Courtly and popular pleasures

Johann Nepomuk Schürer von Waldheim: At the Brigitta Fair, c. 1820, pen-and-ink, watercoloured

Ecclesiastical and secular celebrations constituted an important part of courtly life during the Baroque era. There was less to celebrate for the common people.

Johann Nepomuk Schürer von Waldheim: At the Brigitta Fair, c. 1820, pen-and-ink, watercoloured

The borderline between festive occasion and everyday life, of such importance for the ‘common people’, was often blurred for the ruling classes. The daily and annual routines of the Court were strictly regulated and offered a succession of different festivities, both great and small. The Court served as a stage for the aristocratic company who were obliged to attend these events in their most sumptuous apparel, jewellery and equipages.

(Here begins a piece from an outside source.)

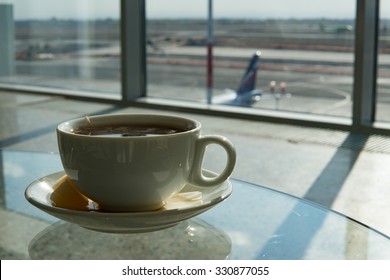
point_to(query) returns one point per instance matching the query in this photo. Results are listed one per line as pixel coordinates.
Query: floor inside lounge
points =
(343, 171)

The Court’s daily routine was punctuated not only by secular but also religious feast days, although these are not as well documented. ‘Ordinary devotions and ceremonies’ such as mass, prayers or blessings were attended in a number of the city’s churches; public services took place on the occasion of feast days celebrating imperial orders, the Blessed Virgin and the Apostles as well as on days marking military victories or as part of processions and pilgrimages. There were also services which started out from the churches of the Hofburg and processed around the churches of the inner city. Charles VI celebrated both the saints’ days as well as the Toison services for the Order of the Golden Fleece. As part of her campaign against ‘idleness’, his daughter Maria Theresa cut the number of religious holidays, and her son Joseph II abolished almost all of them. The only religious day of procession that remained was the feast of Corpus Christi. This was important in both religious and political terms, as it represented an anti-Protestant element. The Habsburgs always took part in the Corpus Christi procession, an event that had an almost theatrical character and drew crowds of spectators.
A very popular Viennese high day until the nineteenth century was the St Brigitta Fair. From the 1730s onwards huge crowds including aristocratic onlookers and the ‘common people’ flocked to the Brigittenau, an area just to the north of Vienna, today the city’s twenty-third district, to attend the church service and the subsequent festivities, at which there was ‘dancing, gambling, feasting and carousing’ as described in an account from 1779. It was celebrated as a major public festival until 1847.